Hayley Westenra chronology
| Walking in the Air (2000) | Hayley Westenra (2001) | My Gift to You (2001) |

= Hayley Westenra (album) =

Hayley Westenra is the major-label debut studio album by Hayley Westenra, released through Universal New Zealand on 26 April 2001. This album was released only in New Zealand and Australia. The last two tracks were released on special editions of the disc – the other editions do not include these tracks. It was published by the Universal New Zealand label in 2001.

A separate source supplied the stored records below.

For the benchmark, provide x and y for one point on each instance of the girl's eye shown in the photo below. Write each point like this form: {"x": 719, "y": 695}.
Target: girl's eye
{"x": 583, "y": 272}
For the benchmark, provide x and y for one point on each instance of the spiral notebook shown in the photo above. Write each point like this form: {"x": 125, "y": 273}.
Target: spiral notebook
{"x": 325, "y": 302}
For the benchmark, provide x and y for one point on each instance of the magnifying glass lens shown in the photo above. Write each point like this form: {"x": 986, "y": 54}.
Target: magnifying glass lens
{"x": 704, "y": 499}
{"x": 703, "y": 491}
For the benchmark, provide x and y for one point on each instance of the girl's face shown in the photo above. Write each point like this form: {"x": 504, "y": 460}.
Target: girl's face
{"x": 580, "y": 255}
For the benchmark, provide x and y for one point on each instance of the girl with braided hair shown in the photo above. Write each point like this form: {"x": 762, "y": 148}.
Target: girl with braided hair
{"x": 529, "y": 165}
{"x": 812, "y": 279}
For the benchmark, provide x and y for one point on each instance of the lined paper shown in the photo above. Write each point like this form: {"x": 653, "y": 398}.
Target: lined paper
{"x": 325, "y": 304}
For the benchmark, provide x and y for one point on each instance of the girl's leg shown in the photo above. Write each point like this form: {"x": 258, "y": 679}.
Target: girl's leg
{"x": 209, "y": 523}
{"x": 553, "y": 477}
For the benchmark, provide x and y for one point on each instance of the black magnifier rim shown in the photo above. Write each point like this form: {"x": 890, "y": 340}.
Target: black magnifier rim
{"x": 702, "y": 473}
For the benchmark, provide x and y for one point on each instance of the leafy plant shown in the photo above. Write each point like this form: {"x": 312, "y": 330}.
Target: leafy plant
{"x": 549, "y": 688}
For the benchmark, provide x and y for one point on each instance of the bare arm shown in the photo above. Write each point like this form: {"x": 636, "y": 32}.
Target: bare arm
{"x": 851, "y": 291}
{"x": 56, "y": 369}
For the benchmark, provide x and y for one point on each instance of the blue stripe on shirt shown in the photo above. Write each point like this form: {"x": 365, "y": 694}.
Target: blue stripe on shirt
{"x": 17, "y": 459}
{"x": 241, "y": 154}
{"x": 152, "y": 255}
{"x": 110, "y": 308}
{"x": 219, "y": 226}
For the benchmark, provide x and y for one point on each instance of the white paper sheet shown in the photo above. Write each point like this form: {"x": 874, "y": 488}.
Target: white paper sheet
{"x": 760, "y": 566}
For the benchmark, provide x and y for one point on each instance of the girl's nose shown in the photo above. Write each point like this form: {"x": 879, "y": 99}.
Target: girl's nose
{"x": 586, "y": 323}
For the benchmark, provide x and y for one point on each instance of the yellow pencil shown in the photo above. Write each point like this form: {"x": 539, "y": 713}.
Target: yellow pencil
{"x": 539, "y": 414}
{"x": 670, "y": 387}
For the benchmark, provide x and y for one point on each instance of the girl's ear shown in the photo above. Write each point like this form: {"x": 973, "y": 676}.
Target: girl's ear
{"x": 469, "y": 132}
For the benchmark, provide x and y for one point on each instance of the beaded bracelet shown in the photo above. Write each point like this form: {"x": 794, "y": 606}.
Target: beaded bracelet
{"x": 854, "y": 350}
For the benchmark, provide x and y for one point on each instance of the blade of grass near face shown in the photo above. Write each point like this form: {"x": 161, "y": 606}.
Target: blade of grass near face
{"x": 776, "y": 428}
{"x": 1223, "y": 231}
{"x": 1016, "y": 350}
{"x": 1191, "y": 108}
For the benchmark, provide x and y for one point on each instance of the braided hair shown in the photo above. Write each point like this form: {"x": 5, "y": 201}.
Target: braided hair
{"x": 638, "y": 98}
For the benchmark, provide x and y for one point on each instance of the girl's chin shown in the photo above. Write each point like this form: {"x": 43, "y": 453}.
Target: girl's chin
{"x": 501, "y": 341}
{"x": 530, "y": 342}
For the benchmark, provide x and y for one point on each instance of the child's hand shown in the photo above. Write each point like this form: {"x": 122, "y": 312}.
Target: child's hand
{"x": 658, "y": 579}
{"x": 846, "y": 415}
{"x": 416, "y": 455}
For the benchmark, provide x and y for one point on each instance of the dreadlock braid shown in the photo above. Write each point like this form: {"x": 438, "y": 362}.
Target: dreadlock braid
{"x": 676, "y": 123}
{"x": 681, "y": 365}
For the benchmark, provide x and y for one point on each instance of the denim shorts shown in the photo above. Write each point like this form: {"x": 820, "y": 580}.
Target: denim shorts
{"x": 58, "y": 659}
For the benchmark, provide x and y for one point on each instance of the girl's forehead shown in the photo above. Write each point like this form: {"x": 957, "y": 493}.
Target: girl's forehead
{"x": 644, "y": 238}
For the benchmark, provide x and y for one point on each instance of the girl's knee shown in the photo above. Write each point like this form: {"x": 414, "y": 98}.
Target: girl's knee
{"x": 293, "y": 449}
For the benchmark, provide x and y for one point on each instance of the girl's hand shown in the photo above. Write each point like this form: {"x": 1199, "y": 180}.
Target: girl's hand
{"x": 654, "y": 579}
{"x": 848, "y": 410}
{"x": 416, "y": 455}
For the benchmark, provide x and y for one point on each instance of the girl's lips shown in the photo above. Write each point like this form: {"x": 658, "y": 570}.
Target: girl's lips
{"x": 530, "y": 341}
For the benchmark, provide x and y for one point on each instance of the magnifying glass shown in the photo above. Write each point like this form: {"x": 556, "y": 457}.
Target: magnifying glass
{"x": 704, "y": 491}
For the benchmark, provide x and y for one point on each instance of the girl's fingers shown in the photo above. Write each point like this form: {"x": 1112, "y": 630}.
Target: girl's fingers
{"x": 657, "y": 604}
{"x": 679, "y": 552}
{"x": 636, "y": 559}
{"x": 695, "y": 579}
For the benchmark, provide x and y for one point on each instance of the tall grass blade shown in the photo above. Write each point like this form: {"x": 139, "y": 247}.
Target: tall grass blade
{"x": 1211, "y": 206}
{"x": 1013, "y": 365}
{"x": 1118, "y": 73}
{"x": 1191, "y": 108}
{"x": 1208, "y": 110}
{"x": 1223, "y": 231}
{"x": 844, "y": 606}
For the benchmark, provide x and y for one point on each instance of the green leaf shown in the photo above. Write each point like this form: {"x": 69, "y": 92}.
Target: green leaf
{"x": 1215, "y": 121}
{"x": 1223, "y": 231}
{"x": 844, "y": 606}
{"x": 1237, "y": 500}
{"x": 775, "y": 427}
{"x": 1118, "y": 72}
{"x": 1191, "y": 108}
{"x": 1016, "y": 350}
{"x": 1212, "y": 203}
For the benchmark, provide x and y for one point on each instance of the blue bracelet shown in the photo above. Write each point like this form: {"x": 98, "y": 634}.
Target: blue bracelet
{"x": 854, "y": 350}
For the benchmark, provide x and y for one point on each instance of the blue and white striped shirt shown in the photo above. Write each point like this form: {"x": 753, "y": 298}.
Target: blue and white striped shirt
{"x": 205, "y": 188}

The album was a commercial success in New Zealand, being certified Gold in its first week and topping the New Zealand Albums Chart for four weeks.

==Track listing==

| No. | Title | Length |
|---|---|---|
| 1. | "Walking in the Air" | 3:15 |
| 2. | "Ave Maria (Bach)" | 2:27 |
| 3. | "Memory" | 4:02 |
| 4. | "All I Ask of You" | 3:18 |
| 5. | "Somewhere" | 3:18 |
| 6. | "The Mists of Islay" | 2:28 |
| 7. | "Ave Maria (Schubert)" | 3:21 |
| 8. | "Bright Eyes" | 4:05 |
| 9. | "Pie Jesu" | 2:41 |
| 10. | "Wishing You Were Somehow Here Again" | 3:08 |
| 11. | "I Dreamed a Dream" | 3:44 |
| 12. | "Love Changes Everything" | 3:30 |

===Bonus tracks===

| No. | Title | Length |
|---|---|---|
| 13. | "God Defend New Zealand" | 3:31 |
| 14. | "Amazing Grace" (live) | 4:18 |

==Certifications==

Certifications
| Region | Certification | Certified units/sales |
| New Zealand (RMNZ) | 5× Platinum | 75,000^{^} |
^{^} Shipments figures based on certification alone.